Is there a practical use for the GNU factor command?

Wikipedia, "Factor (Unix)" with an interesting take:

factor first appeared on 5th edition Research Unix in 1974, as a "user maintained" utility (section 6 of the manual). In the 7th edition in 1979, it was moved into the main "commands" section of the manual (section 1). From there, the factor utility was copied to all other variants of Unix, including commercial Unixes and BSD. In some variants of Unix, it is classified as a "game" more than a serious utility, and therefore documented in section 6.

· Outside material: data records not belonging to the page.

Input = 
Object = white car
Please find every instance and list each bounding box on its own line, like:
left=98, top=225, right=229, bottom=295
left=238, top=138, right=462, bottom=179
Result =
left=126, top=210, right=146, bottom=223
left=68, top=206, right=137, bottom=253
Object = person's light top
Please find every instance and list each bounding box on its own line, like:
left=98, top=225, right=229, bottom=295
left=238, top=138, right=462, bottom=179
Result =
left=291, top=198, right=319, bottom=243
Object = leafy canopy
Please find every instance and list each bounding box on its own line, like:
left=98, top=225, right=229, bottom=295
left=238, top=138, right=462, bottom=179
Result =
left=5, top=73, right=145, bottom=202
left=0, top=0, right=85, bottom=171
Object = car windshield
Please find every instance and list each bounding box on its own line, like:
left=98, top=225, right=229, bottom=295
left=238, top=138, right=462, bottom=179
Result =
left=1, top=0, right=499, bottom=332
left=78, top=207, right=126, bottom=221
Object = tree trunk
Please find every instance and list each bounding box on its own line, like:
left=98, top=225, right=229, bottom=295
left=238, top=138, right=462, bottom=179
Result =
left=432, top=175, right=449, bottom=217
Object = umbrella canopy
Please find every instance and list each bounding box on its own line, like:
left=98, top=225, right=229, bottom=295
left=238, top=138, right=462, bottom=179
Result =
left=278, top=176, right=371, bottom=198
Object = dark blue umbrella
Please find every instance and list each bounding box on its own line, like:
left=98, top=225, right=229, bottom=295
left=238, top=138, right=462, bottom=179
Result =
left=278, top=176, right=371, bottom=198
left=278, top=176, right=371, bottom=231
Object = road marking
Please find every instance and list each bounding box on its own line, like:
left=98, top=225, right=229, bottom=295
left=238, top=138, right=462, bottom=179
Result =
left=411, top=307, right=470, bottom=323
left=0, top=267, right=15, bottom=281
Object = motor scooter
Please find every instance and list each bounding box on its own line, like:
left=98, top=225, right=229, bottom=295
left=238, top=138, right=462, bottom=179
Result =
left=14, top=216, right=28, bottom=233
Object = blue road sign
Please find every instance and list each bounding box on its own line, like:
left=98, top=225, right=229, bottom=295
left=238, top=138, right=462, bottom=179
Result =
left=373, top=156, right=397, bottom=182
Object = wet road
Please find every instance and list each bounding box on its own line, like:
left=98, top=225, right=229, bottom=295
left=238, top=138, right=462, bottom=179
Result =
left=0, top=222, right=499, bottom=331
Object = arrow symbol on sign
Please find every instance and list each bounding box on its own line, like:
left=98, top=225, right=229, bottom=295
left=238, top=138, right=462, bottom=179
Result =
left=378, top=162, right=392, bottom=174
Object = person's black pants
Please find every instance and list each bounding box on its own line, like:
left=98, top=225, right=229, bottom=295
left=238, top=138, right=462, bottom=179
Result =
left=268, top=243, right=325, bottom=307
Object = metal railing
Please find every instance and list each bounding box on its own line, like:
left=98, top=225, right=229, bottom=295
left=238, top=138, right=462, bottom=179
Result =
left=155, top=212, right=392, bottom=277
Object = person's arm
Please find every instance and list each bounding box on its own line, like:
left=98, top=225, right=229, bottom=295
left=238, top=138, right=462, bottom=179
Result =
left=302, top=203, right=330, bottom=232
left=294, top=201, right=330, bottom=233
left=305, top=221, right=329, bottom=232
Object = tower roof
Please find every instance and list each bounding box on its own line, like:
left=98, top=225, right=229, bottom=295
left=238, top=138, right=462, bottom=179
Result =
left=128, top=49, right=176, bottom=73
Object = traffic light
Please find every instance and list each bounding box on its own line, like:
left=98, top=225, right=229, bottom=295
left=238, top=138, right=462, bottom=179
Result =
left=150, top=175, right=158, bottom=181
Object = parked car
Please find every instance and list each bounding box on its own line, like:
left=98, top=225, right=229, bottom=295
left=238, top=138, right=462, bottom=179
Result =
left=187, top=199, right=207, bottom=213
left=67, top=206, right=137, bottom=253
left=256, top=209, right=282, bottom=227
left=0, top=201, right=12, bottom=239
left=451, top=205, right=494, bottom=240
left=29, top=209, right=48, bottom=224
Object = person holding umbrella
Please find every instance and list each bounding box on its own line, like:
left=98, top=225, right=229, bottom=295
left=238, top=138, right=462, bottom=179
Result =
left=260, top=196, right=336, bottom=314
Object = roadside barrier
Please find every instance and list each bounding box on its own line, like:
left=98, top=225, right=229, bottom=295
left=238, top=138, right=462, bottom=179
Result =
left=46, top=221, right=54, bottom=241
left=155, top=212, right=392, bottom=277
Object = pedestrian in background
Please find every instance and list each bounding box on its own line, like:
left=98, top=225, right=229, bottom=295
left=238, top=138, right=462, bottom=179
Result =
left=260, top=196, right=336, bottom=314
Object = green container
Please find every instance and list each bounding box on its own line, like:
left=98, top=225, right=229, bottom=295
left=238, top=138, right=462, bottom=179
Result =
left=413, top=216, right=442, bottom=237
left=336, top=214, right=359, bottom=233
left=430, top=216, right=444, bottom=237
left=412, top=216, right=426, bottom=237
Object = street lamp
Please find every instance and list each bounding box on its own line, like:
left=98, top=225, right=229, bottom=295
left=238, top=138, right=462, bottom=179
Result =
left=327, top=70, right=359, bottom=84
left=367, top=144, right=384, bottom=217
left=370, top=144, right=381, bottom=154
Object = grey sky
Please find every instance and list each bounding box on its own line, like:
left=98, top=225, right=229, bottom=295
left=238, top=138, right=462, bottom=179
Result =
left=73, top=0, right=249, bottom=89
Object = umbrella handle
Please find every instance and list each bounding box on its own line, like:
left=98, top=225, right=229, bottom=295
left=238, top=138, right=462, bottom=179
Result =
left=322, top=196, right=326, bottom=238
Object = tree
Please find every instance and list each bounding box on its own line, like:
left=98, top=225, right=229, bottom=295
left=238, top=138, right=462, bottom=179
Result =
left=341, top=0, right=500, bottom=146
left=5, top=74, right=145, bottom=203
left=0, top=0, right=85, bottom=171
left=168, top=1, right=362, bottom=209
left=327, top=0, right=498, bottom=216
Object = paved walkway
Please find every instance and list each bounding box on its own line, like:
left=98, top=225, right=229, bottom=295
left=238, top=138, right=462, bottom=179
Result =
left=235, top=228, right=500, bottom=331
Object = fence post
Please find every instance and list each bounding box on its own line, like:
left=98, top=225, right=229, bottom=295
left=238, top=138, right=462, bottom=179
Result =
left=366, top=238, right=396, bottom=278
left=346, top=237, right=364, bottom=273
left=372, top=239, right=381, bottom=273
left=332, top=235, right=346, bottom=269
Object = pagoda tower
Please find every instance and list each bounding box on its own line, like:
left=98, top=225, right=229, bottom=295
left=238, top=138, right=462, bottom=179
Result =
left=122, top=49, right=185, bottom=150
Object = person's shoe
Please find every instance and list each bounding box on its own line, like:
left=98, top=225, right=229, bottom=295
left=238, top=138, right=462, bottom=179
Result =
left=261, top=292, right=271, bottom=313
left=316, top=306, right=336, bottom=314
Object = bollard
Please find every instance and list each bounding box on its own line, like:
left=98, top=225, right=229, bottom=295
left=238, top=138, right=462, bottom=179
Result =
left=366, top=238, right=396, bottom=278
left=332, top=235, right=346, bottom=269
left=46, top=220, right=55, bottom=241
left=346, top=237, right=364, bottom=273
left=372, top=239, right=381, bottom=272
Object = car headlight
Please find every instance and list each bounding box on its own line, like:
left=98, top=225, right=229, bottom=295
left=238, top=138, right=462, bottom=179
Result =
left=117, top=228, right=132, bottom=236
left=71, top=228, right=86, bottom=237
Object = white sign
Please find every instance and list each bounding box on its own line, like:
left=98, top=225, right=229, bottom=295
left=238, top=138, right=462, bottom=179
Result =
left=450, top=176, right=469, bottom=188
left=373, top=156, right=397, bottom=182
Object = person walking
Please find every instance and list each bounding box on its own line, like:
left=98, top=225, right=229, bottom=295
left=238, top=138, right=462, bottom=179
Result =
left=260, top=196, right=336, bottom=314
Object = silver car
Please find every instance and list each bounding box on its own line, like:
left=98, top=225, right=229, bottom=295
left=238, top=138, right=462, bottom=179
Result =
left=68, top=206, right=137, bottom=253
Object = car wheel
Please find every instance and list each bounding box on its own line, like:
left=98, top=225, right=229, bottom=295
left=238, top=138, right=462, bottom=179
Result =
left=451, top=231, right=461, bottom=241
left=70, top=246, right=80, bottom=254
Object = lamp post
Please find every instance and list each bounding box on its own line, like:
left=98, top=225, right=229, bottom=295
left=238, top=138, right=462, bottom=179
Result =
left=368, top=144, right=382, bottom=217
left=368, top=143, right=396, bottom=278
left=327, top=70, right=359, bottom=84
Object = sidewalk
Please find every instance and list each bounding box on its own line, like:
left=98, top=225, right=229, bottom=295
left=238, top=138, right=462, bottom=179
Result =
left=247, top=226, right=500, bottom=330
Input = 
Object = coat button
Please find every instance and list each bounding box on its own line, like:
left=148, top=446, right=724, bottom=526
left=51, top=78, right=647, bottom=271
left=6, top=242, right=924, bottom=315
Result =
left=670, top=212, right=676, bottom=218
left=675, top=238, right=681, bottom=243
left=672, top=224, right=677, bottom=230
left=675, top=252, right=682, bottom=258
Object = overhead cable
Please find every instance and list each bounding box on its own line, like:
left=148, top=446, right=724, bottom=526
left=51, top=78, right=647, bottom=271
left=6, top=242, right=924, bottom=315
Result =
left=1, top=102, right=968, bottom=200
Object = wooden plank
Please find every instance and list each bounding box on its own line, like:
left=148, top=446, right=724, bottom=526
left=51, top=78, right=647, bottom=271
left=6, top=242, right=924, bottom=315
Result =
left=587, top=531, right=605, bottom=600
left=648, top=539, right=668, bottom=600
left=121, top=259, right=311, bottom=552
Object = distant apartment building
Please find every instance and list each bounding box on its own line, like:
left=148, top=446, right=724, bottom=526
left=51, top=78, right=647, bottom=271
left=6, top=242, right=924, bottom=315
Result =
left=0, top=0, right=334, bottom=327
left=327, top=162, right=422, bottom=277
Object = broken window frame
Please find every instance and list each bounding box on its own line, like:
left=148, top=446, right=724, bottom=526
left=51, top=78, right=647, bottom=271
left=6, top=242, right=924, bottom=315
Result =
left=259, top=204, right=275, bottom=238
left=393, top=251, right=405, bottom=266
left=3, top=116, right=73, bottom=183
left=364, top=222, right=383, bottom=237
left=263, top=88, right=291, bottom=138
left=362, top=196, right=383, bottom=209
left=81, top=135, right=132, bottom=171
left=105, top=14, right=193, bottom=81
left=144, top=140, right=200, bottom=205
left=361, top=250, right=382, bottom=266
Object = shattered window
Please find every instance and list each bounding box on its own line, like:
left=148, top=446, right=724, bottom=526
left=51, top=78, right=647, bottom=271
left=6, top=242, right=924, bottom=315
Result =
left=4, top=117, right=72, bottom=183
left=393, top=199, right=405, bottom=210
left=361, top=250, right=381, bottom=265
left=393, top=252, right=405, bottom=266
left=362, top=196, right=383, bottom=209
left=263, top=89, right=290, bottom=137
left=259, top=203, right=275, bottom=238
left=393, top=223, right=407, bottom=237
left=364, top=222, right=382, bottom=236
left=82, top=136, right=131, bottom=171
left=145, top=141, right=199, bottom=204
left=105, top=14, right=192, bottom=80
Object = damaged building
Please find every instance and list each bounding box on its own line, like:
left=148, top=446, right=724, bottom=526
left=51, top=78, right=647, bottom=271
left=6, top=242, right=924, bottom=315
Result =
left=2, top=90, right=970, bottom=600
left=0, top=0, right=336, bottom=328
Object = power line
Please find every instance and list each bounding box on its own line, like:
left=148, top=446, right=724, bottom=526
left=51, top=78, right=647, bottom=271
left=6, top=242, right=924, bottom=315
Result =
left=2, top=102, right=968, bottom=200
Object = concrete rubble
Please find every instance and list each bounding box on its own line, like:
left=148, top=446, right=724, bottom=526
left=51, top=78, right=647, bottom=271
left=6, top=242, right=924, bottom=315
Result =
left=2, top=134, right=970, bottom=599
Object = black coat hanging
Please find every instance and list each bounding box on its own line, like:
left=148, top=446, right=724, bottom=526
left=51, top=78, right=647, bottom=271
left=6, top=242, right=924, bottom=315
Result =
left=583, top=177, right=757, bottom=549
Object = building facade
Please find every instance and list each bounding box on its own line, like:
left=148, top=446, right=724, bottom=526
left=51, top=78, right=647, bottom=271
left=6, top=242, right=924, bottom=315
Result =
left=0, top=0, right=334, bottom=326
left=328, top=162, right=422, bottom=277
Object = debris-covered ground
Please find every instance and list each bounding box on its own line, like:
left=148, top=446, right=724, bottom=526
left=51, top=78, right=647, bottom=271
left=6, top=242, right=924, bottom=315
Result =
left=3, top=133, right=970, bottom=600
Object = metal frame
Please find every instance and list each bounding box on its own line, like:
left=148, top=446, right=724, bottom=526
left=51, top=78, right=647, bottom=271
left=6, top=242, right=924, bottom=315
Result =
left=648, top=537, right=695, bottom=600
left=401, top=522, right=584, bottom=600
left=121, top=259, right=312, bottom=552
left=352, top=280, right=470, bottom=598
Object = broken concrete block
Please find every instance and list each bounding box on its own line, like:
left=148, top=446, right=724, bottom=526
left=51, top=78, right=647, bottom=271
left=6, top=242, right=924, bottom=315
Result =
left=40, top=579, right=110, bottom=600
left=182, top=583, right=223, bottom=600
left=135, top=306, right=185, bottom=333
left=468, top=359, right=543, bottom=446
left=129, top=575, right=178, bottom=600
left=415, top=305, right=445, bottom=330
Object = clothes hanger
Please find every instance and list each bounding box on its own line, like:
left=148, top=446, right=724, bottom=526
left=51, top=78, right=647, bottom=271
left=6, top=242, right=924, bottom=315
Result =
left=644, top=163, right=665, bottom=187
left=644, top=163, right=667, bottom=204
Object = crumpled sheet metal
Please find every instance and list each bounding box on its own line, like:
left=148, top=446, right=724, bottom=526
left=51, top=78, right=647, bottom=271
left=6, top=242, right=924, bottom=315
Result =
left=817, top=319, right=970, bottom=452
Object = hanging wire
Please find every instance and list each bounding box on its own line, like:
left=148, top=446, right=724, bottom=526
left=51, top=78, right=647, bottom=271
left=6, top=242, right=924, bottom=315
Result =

So it would seem that some user(s) liked to play around with prime factors and wrote factor - and once it existed, there probably was no good reason not to include it as a command in subsequent Unix versions. So the "practical uses" of factor may depend on what you consider practical - if you are into prime number theory, it is probably a great tool/game/whatever.


I know that in at least one case, for me factor was helpful in the analysis of a large data file of unknown format.

If you suspect a file has fixed length records, the prime factors of the file's length provide a starting point from which to determine the actual record length.


It will tell you what prime numbers can be multiplied together to get the number you've specified:

e.g 20 = 2 * 2 * 5

So,

> factor 20

You get 20: 2 2 5 as output

If the number was a prime, e.g 19, you will get a 19 only.